Control should be distributed but not symmetric:

Stream-specific precision planes
- Pi_ext (exteroceptive),
- Pi_int (interoceptive),
- Pi_prop (proprioceptive/action-simulation),
- Pi_rc (reality-coherence weight),
- Pi_noc (nociceptive/invariant-veto weight).
Loop-specific precision planes (dopamine-like)
- DA_L (limbic valuation loop),
- DA_A (associative/task-set loop),
- DA_M (motor execution loop).
Global modulators
- 5HT-like delay tolerance / anti-impulsive bias,
- NE-like interrupt/volatility response,
- ACh-like expected-uncertainty sensory gain,
- tonic arousal baseline.

Injection resistance is improved when S5 (reality conflict) can suppress DA_A/DA_M and raise Pi_noc without collapsing all channels into one global precision scalar.

Loop-vector precision and governance calibration note

Implementation should treat loop precision as a vector, not a scalar:

P_motor ~ DA_M (execution release/readiness competition),
P_cognitive ~ DA_A (task-set stability, strategy, arbitration),
P_value ~ DA_L (salience/valuation pressure).

Each loop axis should carry at least:

tonic baseline,
phasic event modulation,
plasticity coupling (effective learning-rate pressure).

This keeps failure regimes interpretable (for example, high value lock-in with low cognitive stability) without collapsing to one “confidence” number.

Associative loop as meta-calibration locus

Outcome-vs-decision calibration should be modeled as a function of the associative loop (DA_A lane): compare commit-time control state to realized outcomes, then retune control-plane weights/thresholds. This is a governance function over control parameters, not a separate fourth commitment loop.

Meta-invariant compression coverage (INV-019..INV-023)
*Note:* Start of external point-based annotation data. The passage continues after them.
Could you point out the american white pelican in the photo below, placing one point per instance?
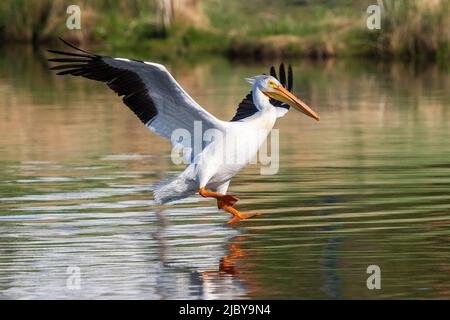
(151, 92)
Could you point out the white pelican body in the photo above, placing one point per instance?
(151, 92)
(222, 159)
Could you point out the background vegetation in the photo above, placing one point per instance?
(413, 30)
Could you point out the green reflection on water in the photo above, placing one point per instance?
(369, 184)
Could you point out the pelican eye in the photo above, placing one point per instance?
(272, 84)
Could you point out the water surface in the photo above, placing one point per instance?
(367, 185)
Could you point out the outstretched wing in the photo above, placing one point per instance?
(247, 108)
(148, 89)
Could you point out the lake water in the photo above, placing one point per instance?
(367, 185)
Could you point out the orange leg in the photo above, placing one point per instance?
(237, 215)
(222, 199)
(226, 202)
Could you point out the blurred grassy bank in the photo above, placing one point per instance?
(410, 30)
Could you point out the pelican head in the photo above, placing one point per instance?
(273, 89)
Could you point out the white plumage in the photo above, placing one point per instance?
(151, 92)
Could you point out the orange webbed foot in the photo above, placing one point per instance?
(226, 200)
(243, 216)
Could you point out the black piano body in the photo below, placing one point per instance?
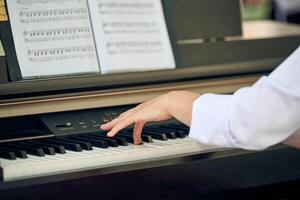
(230, 59)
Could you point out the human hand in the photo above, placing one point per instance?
(176, 104)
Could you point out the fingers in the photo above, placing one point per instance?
(137, 131)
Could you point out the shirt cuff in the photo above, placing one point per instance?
(210, 123)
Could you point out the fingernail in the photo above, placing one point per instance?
(109, 134)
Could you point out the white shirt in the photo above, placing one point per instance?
(253, 117)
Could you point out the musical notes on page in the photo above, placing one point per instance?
(53, 37)
(131, 35)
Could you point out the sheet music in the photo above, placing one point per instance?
(131, 35)
(53, 37)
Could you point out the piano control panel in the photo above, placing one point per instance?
(84, 121)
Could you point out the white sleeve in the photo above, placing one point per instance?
(254, 117)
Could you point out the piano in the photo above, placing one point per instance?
(51, 146)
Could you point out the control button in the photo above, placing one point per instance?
(65, 125)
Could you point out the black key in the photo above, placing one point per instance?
(67, 145)
(121, 141)
(84, 145)
(110, 141)
(155, 135)
(179, 128)
(18, 153)
(93, 142)
(7, 155)
(170, 134)
(178, 133)
(145, 138)
(48, 150)
(30, 150)
(58, 148)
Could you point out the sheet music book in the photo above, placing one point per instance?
(64, 37)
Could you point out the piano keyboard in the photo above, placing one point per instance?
(20, 160)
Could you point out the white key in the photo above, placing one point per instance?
(76, 161)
This wiring map now carries an explicit compression check against the reduced meta-invariant layer:

Meta invariant	Signal/knob obligations in this map	Typical failure signature
INV-019 Selection compression boundary	pre-commit S1/S2/S3/S5 routing must not directly mutate durable stores; writes stay commit-gated	rehearsal-to-ledger bypass write
INV-020 Authority stratification boundary	`EXTERNAL -> POL/ID/CAPS` stays hard-deny; verifier outside proposal generation	unverified privileged write
INV-021 Commit-boundary irreversibility	E3 commit token required before responsibility-bearing updates	post-commit ledger mutation without token
INV-022 Heterogeneous trust allocation	stream (`Pi_`), loop (`DA_`), and global (`5HT/NE/ACh`) axes remain non-collapsed	single-scalar collapse / collinearity
INV-023 Offline reweighting requirement	sleep/offline lanes must retain protected recalibration path for precision + residue integration	chronic no-offline recalibration drift

Scope correction:

These meta invariants are a review compression lens. They do not replace INV-001..INV-018 and do not weaken any existing typed-authority or commit-boundary contracts.
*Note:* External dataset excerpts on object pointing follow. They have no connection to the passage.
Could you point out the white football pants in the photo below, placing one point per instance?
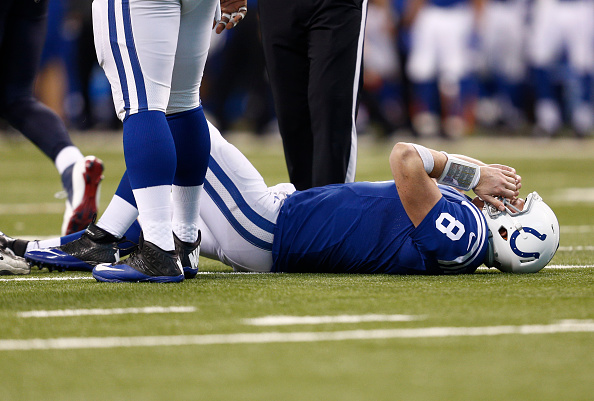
(153, 51)
(238, 215)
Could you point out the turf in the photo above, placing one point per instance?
(509, 366)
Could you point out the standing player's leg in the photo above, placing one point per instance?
(580, 33)
(544, 47)
(422, 70)
(22, 33)
(237, 218)
(336, 55)
(189, 128)
(136, 42)
(284, 39)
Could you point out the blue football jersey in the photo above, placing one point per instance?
(363, 228)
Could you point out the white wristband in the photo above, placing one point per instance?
(460, 174)
(426, 157)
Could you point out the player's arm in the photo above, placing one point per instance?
(414, 167)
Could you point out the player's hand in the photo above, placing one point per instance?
(232, 11)
(498, 181)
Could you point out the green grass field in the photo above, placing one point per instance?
(488, 336)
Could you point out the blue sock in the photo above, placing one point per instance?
(192, 144)
(149, 150)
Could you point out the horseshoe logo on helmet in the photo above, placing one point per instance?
(521, 254)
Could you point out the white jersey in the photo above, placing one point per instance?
(153, 52)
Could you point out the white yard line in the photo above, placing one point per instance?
(296, 320)
(12, 209)
(574, 326)
(69, 278)
(106, 312)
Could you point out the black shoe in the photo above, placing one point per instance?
(148, 263)
(188, 254)
(95, 246)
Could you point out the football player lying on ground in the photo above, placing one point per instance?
(407, 226)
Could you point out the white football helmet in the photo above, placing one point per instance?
(522, 241)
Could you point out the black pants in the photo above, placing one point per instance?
(313, 53)
(23, 26)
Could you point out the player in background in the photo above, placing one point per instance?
(22, 35)
(406, 226)
(560, 26)
(502, 63)
(440, 62)
(153, 54)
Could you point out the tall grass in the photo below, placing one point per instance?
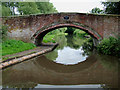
(15, 46)
(110, 46)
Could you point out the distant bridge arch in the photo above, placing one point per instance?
(38, 36)
(32, 28)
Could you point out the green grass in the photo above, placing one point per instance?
(15, 46)
(110, 46)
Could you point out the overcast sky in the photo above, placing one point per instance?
(82, 6)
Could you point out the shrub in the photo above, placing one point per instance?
(110, 46)
(4, 32)
(14, 46)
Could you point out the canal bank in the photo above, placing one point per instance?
(25, 55)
Mapping onto E1 / E2 / E3 / Control plane

Canonical clarification (2026-02-09): explicit multi-step rollouts are generated by hippocampal systems. References to E1/E2 rollouts below should be read as forward prediction kernels or constraints that inform hippocampal generation.

Where the signals are computed

E2 generates: S1_fast with signed splits (S1b_harm, S1b_benefit) plus S3_fast (immediate mismatch and imminence).
E1 generates: S1_slow with signed splits (S1b_harm, S1b_benefit) plus S3_slow (slow consolidation mismatch; longer-horizon unsafety).
Hippocampus generates: explicit rollouts and provenance bindings for trajectory coherence checks (seeded by E1/E2).
S2 is generated by: cross-timescale coherence monitoring:
- S2 := coherence(HPC_rollouts, E2_stream, E3_commitment_state).
S4 is generated by: cross-timescale safety evaluation:
- S4 := safety_baseline_volatility(HOMEOSTASIS, HARM, HPC_viability, E3_commitment_state).
S5 is generated by: reality-coherence checks outside proposal generation:
- S5 := rc_conflict(H_graph, temporal_consistency, authority_metadata, SELF_ID, POLICY, CAPS).

Where the knobs are owned

K1 (plasticity):
- E2: rapid local updates,
- E1: slower schema/context consolidation,
- Control plane: meta-plasticity (when to accelerate vs damp learning).
K2 (precision/gain):
- E2: immediate stream-specific precision (Pi_ext, Pi_prop),
- E1: slower stream priors (Pi_int, Pi_rc, Pi_noc priors),
- E3 gate family: loop-specific lock-in (DA_L, DA_A, DA_M),
- Control plane: cross-stream/loop modulation and conflict-driven damping.
K3 (commitment depth):
- E3: primary owner (commitment is E3’s job),
- Control plane: sets interrupt thresholds and stickiness policies.
K4 (exploration pressure):
- E3: selects exploit vs explore for the current window,
- Control plane: biases exploration baseline (fatigue/stress/uncertainty/novelty context),
- E2: implements exploration via action proposal diversification,
- E1: supplies alternative roll-outs and constraints.
K5 (control allocation):
- Control plane: primary owner (escalate to deliberation vs handoff to habit; pause/freeze/defer),
- E3: executes within the allocated control budget.
K7–K10 (arousal/readiness/veto):
- Control plane: primary owner (tonic baseline, phasic volatility, readiness bias, veto threshold),
- E3: consumes readiness/veto settings for commitment and interrupt decisions.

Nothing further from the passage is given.